-
Notifications
You must be signed in to change notification settings - Fork 24
Description
Before proceeding
- I didn't find a similar issue
Problem
I am facing a specific scenario where a new EKS node starts and multiple pods try to pull heavy images simultaneously. This triggers an AWS ECR QPS limit (rate-limit).
The behavior I observe:
Without HopeUntilEndOfDeployProcess, nelm fails almost immediately (within 2-5 mins) because it sees ImagePullBackOff.
However, if I just wait a few more seconds/minutes, the images actually get pulled successfully as Kubernetes retries.
To handle this, I tried using werf.io/fail-mode: HopeUntilEndOfDeployProcess.
The Problem: When "Hope" mode is active, nelm becomes "silent". It waits for the timeout (e.g., 20m), but it doesn't stream Pod logs or Kubernetes events (like the pull errors) during this period. If it eventually times out, I get a generic context timed out error without any logs or details of what was happening during those 20 minutes.

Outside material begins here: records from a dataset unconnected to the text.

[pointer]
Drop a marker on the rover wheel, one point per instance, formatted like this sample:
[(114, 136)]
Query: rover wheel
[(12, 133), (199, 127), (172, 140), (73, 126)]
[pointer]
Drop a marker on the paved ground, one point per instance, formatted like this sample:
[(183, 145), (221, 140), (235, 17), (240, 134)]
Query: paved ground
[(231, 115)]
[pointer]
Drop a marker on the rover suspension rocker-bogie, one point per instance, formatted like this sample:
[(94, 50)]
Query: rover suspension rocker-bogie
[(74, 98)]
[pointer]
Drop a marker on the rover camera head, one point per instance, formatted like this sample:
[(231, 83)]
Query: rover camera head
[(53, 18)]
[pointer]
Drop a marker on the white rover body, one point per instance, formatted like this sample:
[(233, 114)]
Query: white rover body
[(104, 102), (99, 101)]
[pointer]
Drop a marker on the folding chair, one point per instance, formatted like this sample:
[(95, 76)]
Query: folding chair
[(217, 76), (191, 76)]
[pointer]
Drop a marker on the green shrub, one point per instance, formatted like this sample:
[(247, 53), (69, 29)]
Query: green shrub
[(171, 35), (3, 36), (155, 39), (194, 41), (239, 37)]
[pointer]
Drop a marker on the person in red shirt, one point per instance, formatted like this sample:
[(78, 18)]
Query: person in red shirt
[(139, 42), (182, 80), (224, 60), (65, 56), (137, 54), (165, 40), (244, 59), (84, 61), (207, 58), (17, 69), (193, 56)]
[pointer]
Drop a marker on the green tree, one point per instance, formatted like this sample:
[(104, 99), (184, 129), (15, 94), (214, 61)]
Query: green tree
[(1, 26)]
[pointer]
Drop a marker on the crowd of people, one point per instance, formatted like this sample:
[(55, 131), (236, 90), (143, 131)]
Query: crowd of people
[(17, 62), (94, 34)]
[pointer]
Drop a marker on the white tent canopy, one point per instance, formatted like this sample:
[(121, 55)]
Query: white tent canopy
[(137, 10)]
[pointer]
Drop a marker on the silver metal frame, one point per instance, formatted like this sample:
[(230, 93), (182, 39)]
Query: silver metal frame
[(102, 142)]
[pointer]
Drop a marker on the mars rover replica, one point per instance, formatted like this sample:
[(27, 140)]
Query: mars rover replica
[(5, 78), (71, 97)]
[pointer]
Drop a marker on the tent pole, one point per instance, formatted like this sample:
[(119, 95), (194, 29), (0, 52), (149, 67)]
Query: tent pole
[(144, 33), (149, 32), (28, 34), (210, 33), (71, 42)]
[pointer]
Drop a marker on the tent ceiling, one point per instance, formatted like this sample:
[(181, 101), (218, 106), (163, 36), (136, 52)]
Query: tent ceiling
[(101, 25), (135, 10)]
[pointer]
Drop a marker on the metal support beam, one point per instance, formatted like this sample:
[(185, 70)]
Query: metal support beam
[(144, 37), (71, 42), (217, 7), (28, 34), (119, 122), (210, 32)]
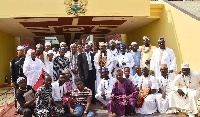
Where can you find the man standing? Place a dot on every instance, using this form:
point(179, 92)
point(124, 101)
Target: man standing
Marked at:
point(60, 63)
point(136, 55)
point(186, 91)
point(165, 83)
point(16, 67)
point(112, 59)
point(125, 59)
point(146, 52)
point(87, 70)
point(162, 55)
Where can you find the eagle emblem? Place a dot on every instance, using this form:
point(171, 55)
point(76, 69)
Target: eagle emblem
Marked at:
point(75, 7)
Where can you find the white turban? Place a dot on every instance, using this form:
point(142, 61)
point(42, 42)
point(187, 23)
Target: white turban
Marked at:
point(62, 43)
point(185, 65)
point(47, 44)
point(134, 43)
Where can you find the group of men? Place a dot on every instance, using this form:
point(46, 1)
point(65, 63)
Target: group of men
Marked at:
point(139, 79)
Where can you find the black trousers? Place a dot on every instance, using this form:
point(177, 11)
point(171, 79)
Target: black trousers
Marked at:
point(90, 83)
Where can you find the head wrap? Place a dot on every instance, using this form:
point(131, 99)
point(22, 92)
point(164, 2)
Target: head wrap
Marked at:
point(20, 79)
point(32, 51)
point(62, 43)
point(122, 45)
point(90, 43)
point(163, 65)
point(101, 43)
point(160, 39)
point(20, 48)
point(39, 45)
point(50, 51)
point(104, 69)
point(47, 44)
point(112, 41)
point(118, 42)
point(145, 38)
point(26, 45)
point(185, 65)
point(62, 49)
point(134, 43)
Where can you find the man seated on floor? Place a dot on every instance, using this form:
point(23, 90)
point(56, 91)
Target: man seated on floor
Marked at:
point(165, 83)
point(123, 96)
point(105, 87)
point(82, 96)
point(25, 96)
point(44, 103)
point(186, 91)
point(59, 89)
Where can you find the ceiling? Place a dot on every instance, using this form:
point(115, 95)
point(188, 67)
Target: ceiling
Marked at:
point(71, 27)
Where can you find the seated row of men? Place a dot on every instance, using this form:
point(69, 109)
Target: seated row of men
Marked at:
point(143, 94)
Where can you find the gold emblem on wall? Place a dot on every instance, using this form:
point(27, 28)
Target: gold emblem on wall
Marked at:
point(75, 7)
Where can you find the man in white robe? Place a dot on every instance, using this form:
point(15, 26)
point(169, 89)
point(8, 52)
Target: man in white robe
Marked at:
point(165, 82)
point(100, 61)
point(186, 91)
point(105, 87)
point(162, 55)
point(112, 59)
point(125, 59)
point(147, 81)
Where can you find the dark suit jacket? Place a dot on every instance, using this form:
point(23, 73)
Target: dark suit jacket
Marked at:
point(83, 67)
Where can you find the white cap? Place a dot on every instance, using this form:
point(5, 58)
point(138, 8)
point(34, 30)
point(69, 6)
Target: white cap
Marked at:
point(50, 51)
point(90, 43)
point(134, 43)
point(61, 43)
point(185, 65)
point(47, 44)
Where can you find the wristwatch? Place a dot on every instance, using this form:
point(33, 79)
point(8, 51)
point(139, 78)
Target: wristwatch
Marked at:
point(85, 112)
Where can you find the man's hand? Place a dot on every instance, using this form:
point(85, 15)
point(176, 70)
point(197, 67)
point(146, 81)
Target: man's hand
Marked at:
point(13, 84)
point(180, 92)
point(171, 71)
point(147, 62)
point(59, 106)
point(71, 111)
point(163, 95)
point(127, 98)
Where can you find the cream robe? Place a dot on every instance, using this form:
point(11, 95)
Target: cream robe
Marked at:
point(189, 103)
point(166, 85)
point(149, 106)
point(168, 57)
point(105, 86)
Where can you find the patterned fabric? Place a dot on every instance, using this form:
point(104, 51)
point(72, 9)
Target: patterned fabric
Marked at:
point(43, 103)
point(81, 97)
point(59, 64)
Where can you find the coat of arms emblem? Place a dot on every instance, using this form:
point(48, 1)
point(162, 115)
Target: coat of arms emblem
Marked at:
point(75, 7)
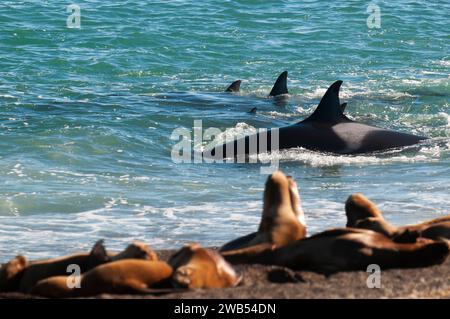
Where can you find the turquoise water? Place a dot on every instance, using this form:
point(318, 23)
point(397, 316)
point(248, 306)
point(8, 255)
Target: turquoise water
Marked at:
point(86, 115)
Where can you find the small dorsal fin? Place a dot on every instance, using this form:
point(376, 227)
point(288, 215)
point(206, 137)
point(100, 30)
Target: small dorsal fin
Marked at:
point(280, 86)
point(329, 109)
point(252, 111)
point(234, 87)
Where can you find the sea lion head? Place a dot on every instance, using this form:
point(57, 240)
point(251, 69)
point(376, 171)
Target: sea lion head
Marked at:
point(197, 267)
point(277, 199)
point(358, 207)
point(10, 271)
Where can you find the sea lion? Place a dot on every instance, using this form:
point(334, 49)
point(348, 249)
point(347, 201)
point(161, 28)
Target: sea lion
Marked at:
point(127, 276)
point(42, 269)
point(197, 267)
point(11, 273)
point(282, 220)
point(344, 249)
point(362, 213)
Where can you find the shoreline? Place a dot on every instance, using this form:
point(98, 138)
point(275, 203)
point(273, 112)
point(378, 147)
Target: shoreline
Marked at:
point(273, 282)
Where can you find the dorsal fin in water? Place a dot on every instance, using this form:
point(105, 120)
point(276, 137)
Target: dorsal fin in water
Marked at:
point(234, 87)
point(280, 86)
point(252, 111)
point(330, 109)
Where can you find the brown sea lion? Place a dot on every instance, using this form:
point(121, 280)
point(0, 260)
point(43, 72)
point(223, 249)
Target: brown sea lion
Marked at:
point(11, 273)
point(362, 213)
point(39, 270)
point(197, 267)
point(127, 276)
point(282, 220)
point(344, 249)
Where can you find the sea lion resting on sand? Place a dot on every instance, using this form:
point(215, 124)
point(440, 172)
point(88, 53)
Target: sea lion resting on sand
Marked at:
point(344, 249)
point(282, 220)
point(362, 213)
point(197, 267)
point(117, 277)
point(21, 275)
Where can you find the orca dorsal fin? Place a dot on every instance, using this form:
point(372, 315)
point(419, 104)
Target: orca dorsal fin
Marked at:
point(234, 87)
point(329, 109)
point(280, 86)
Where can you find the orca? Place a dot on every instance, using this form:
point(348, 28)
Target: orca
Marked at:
point(234, 87)
point(326, 130)
point(280, 86)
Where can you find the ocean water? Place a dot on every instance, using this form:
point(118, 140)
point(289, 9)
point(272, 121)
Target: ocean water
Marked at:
point(86, 115)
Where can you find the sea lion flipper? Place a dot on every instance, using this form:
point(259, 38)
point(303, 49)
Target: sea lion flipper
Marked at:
point(280, 86)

I understand that I need to fix my rate-limits on the infrastructure side, but I want to understand how to handle this correctly in nelm.
Questions:
Is there a way to increase the "grace period" before nelm decides to Fail-Fast, without switching to the silent "Hope" mode?
How can I force nelm to keep showing logs and events while it is in HopeUntilEndOfDeployProcess mode?
What is the recommended way to handle resources that are "flaky" at the start but definitely healthy after a short retry period?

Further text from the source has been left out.